Was für die St.Galler Kantonalbank Normalisierung heisst

Die Schweizerische Nationalbank (SNB) hat gestern ihren Zinsentscheid publiziert. Der Leitzins bleibt demnach bei 1.75% und wird entgegen der Erwartungen vieler Ökonomen nicht weiter erhöht. Die St.Galler Kantonalbank (SGKB) schreibt heute in ihrem Newsletter „Tägliche Marktsicht“, die Schweizer Wirtschaft hätte mit einer leichten Zinserhöhung umgehen können und es demnach schade sei, dass die SNB diesen Schritt nicht vollzogen habe.

Eine weitere Zinserhöhung seitens der SNB hätte der Kantonalbank wahrscheinlich die Legitimation gegeben, die Zinsen auf den Krediten an Privatkunden und Firmen weiter zu erhöhen.
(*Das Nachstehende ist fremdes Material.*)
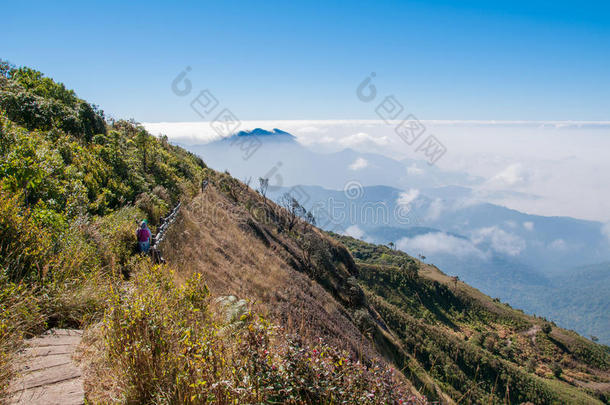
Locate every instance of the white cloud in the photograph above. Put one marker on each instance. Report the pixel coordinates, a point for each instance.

So wie dies die Banken seit der Zinswende rasch und im grossen Schritten vollzogen haben. Wer einen Blick auf die Kontoverzinsung bei den Banken wirft, hat das Gefühl, dass wir uns nach wie vor in einem historisch tiefen Zinsumfeld befinden würden. Bei der SGKB beispielsweise werden Privatkonten, Depotkonten, Liegenschaftskonten, Vereinskonten und viele mehr nach wie vor mit 0% (!) verzinst. Auf dem Sparkonto liegt der Zinssatz je nach Guthaben zwischen mageren 0.50% und 0.80%.

Deponiert die SGKB und andere Geschäftsbanken bei der SNB Gelder, dann werden diese bis zu einem gewissen Betrag seit Juni 2023 mit 1.75% verzinst. Der Zinssatz auf Guthaben über dieser Limite beläuft sich aktuell auf 1.25%. Während die Banken somit einen doch anständigen Zins von der Nationalbank erhalten, kriegen die Kunden wenig bis gar nichts.
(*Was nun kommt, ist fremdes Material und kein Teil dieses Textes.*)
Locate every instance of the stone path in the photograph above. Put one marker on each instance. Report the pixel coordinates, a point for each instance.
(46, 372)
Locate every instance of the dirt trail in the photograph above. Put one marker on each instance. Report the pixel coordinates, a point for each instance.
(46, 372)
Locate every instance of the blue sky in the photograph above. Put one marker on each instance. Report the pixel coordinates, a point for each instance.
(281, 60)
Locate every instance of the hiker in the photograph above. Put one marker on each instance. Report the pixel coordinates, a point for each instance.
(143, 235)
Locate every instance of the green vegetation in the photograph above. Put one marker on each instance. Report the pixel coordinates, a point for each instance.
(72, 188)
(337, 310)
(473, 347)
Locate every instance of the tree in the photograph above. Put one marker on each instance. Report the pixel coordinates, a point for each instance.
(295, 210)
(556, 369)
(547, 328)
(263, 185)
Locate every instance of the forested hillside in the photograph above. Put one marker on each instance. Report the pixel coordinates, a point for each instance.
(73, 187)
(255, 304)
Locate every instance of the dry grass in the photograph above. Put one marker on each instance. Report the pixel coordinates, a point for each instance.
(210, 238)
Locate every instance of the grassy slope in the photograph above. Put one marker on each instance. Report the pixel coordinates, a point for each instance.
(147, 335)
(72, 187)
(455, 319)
Die SGKB hat im 1. Halbjahr 2023 rekordverdächtige Geschäftszahlen publiziert. Der CEO der SGKB, Christian Schmid, meinte, dass er mit dem Halbjahresergebnis der Bank sehr zufrieden sei. Gleiches können die Kunden mit Blick auf die Verzinsung ihrer Ersparnisse kaum sagen.
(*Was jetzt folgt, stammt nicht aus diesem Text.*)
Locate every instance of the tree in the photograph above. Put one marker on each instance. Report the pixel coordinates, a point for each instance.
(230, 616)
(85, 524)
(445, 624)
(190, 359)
Bei der Publikation des Halbjahresergebnisses schrieb die SGKB, dass sich das Zinsgefüge normalisiere. Von einer Normalisierung kann meines Erachtens bei einer aktuellen Kontoverzinsung von 0% kaum die Rede sein. Statt die Verzinsung der Kundengelder künstlich tief zu halten und die Gebühren für Bankendienstleistungen stetig zu erhöhen, wäre es nun höchste Zeit, wirklich etwas für eine „Normalisierung“ zu tun.